Children can receive a comprehensive set of preventive-care services without co-payments. Private insurance companies no longer can decide to stop covering children or adults when they get sick. Insurance companies cannot impose lifetime dollar limits on coverage.

Each of these reforms provides essential health-care services for millions of children. Together, they mend many of our previous heartbreaking problems with child health in America, Ohio, and Toledo.

Asthma afflicts 10 percent of Ohio's children. They now have guaranteed access to the care they need to stay healthy.

Young adults in their early 20s notoriously used to fall through the cracks of the health-care system, receiving most of their care in hospital emergency rooms rather than during regular primary-care office visits. No longer.

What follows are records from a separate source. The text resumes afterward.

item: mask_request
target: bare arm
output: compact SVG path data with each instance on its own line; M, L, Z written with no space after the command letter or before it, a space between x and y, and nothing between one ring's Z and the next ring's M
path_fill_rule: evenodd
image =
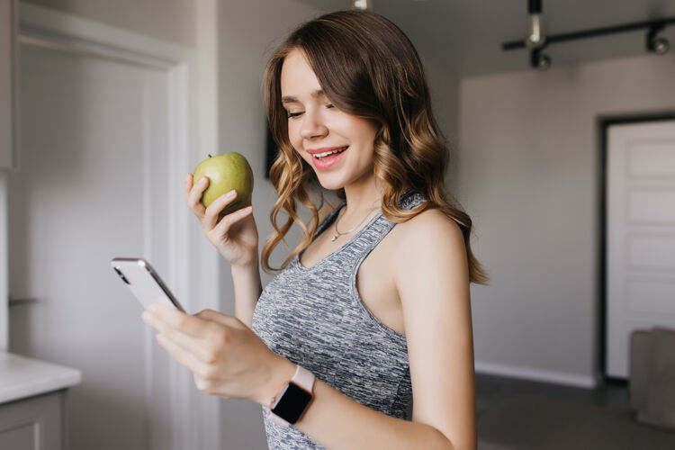
M405 257L397 259L395 274L415 398L412 421L371 410L317 381L314 400L295 427L327 448L476 448L464 239L459 228L437 211L420 214L415 221L401 239ZM293 372L294 365L283 359L268 395Z
M253 310L263 292L258 262L253 266L232 266L234 315L249 328L253 326Z
M333 211L337 205L326 203L319 210L319 223ZM232 282L234 284L234 310L237 319L252 328L253 310L260 294L263 284L260 280L259 262L248 266L232 266Z

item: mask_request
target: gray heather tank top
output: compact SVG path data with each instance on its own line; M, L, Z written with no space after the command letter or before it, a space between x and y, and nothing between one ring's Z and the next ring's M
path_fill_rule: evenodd
M400 207L426 199L408 191ZM330 226L343 202L320 224ZM343 247L307 268L296 256L263 290L253 314L253 330L274 353L306 368L322 382L373 410L410 420L412 404L405 336L378 320L356 290L356 272L365 256L396 224L379 212ZM324 448L292 426L266 418L270 449Z

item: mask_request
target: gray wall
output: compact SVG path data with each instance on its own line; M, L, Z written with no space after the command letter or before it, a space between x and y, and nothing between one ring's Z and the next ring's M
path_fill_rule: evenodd
M477 367L592 382L598 356L598 116L675 111L675 58L462 79L460 200L491 285Z

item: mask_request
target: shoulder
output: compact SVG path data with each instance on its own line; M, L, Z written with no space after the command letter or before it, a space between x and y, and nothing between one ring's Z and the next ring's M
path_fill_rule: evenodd
M405 247L442 244L464 251L464 240L459 225L437 208L420 212L398 227Z
M427 210L397 228L399 255L393 260L398 286L426 278L429 271L464 275L467 259L462 230L443 212Z

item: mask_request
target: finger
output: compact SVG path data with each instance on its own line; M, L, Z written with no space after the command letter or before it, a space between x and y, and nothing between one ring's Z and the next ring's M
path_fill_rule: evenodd
M160 333L175 328L198 339L207 339L209 334L214 331L212 322L159 303L153 303L143 313L143 320Z
M190 176L190 184L192 184L194 180L193 179L193 176ZM185 184L187 184L187 182L185 182ZM202 203L202 195L208 186L209 178L202 176L197 180L196 183L192 184L190 190L187 191L185 201L190 209L196 214L203 215L204 211L206 210L203 203Z
M189 352L205 364L212 364L218 359L218 347L208 341L193 338L182 331L166 327L159 335L171 341L174 345Z
M214 232L217 236L224 236L230 231L230 229L235 223L252 213L253 206L247 206L246 208L237 210L234 212L223 217L222 220L218 222L218 225L213 228L212 232Z
M207 227L207 230L211 230L216 226L216 223L218 222L218 216L220 212L222 212L222 210L225 209L227 205L231 203L236 198L237 191L233 189L215 199L213 202L211 203L208 208L206 208L206 211L204 211L203 223L204 226Z
M225 325L226 327L239 327L241 320L234 316L229 316L213 310L203 310L195 314L200 319ZM240 328L240 327L239 327Z
M209 365L200 360L194 354L181 347L176 342L162 334L157 335L157 341L171 356L176 359L181 365L187 367L191 372L198 374L200 377L207 375Z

Among the preventive-care services the health reform law offers are office visits for primary pediatric care. This vital care can mean not only financial savings, but much more important, also can mean the difference between a life-changing tragic diagnosis and a treatable illness.

The ban on insurance companies denying coverage of patients when they become sick or reach an arbitrary lifetime coverage limit is especially critical to children, who have their whole lives ahead of them.

Now my patient with Down Syndrome does not have to worry about running out of health insurance. Her family will never have to choose between putting food on the table and taking her to the doctor when she gets sick.

The reform law allows me to spend my time taking care of children with true emergencies. A child with a broken arm will have a shorter wait time and hospital stay because kids with colds and 24-year-old women who wonder whether they are pregnant can see their primary-care doctors instead of coming to the emergency room.

I practice in Michigan but would love to work in Toledo, where I live. Unfortunately, physician reimbursement by Ohio's Medicaid program traditionally has been so low that while there is a vital need for pediatricians in under-served areas such as downtown Toledo, there isn't the money to pay them.

Doctors who care for our most vulnerable population -- poor children -- cannot get jobs where they are needed most desperately. The health-care reform law is changing that with improved Medicaid payment rates.

I am proud to be an American because as a nation, we value what is right and good. The Affordable Care Act isn't perfect, but it will give our children the opportunity to become our future.

Let's not take that away from them.

Vidya Ramanathan, MD, of Toledo, is an emergency-room pediatrician.